Fall has officially arrived and it’s brought cooler temperatures, changing leaves and numerous incidents with bears around Golden.

Locals have been slow to adjust to that last reality, with some leaving garbage out and neglecting to clean up fallen fruit from their trees. Two bears, a sow and cub, had to be destroyed as a result and Conservation Officer Dan Bartol says there are other problem bears in the area that could eventually meet the same fate.

The mother and her cub were destroyed Monday near the hospital after being previously known to police and COs.

“The mounties were getting a number of reports…right in town and not where we’re used to seeing them,” Bartol said.

“These guys were seen right in the centre of town and were reported around the hospital a number of times.”

Reports of another sighting were forwarded to COs on Monday afternoon. When Bartol arrived, police had managed to tree both bears, who had been eating plums off the ground.

There are numerous conditions that must be met in order for COs to consider re-location, unfortunately the sow and cub didn’t come close to meeting two of the most important criteria.

“They were food conditioned and human habituated, two really bad characteristics for a bear,” Bartol explained.

After the sow was immobilized, she excreted in the back of Bartol’s truck. Pieces of plastic and plum pits were plainly visible in the bear’s feces.

The bears were the fourth and fifth to be destroyed in Golden this year, with the rest coming in the spring, but Bartol warns that there could be more incidents in the future if locals don’t comply with attractant regulations.

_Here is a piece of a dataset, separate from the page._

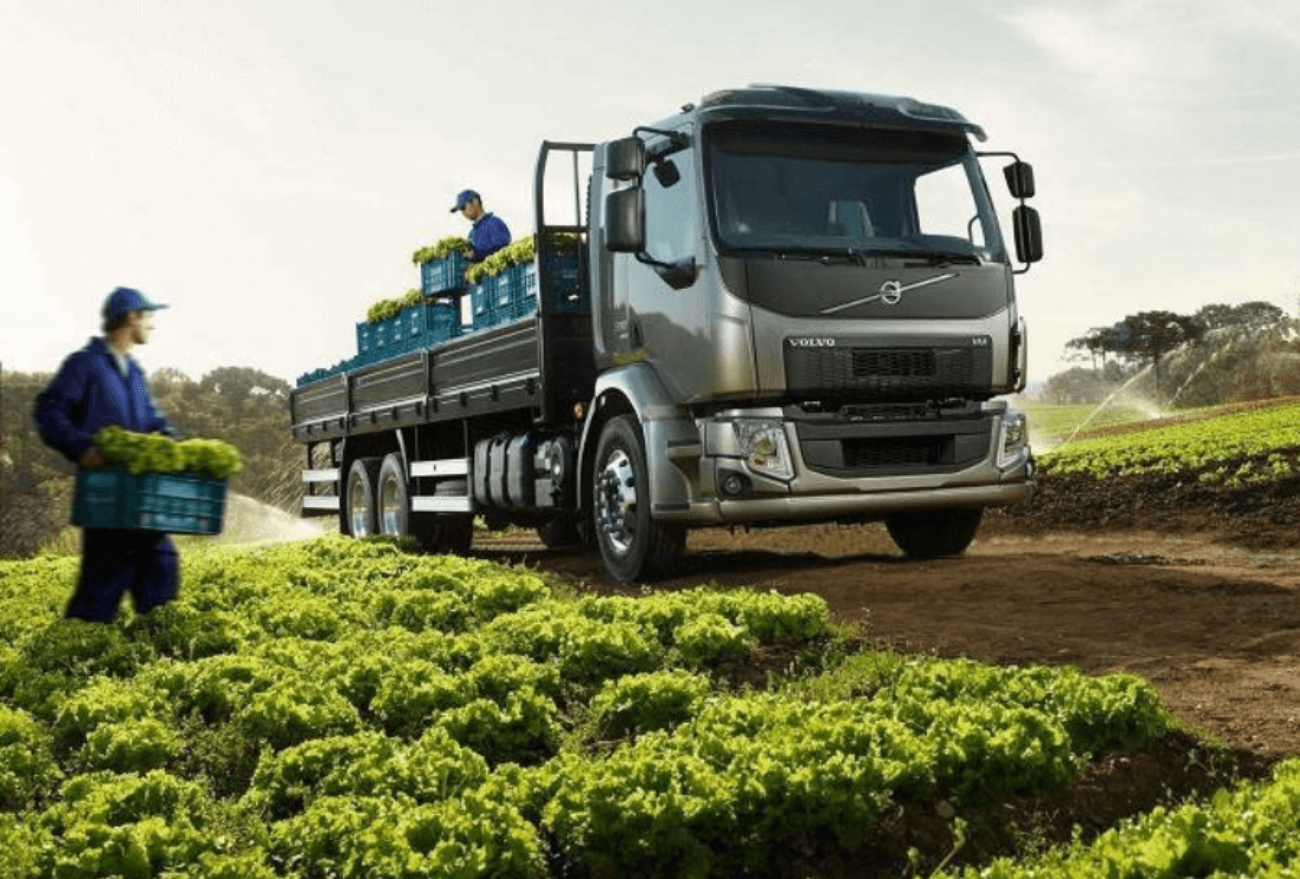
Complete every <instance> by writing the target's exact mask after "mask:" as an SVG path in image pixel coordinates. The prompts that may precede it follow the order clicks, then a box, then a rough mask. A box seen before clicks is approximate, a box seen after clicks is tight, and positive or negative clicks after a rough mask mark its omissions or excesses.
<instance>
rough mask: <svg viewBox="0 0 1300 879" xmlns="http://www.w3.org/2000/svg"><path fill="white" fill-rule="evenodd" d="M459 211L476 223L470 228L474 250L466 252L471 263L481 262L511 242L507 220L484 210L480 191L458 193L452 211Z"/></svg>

Other potentially troublesome bears have been spotted in the Pine Drive area as well as at the Golden Mobile Home Park (behind the Husky service station), a common problem area for bears.

Bartol says that he and his colleague Alex Desjardins have issued a single violation ticket so far this fall, and that education, rather than fines are his preference going forward. However, that doesn’t mean that officers will hesitate to issue fines when warranted.

“I live in the community, I don’t want to give my neighbours tickets. I also don’t want to kill bears out of my neighbours yards,” Bartol said.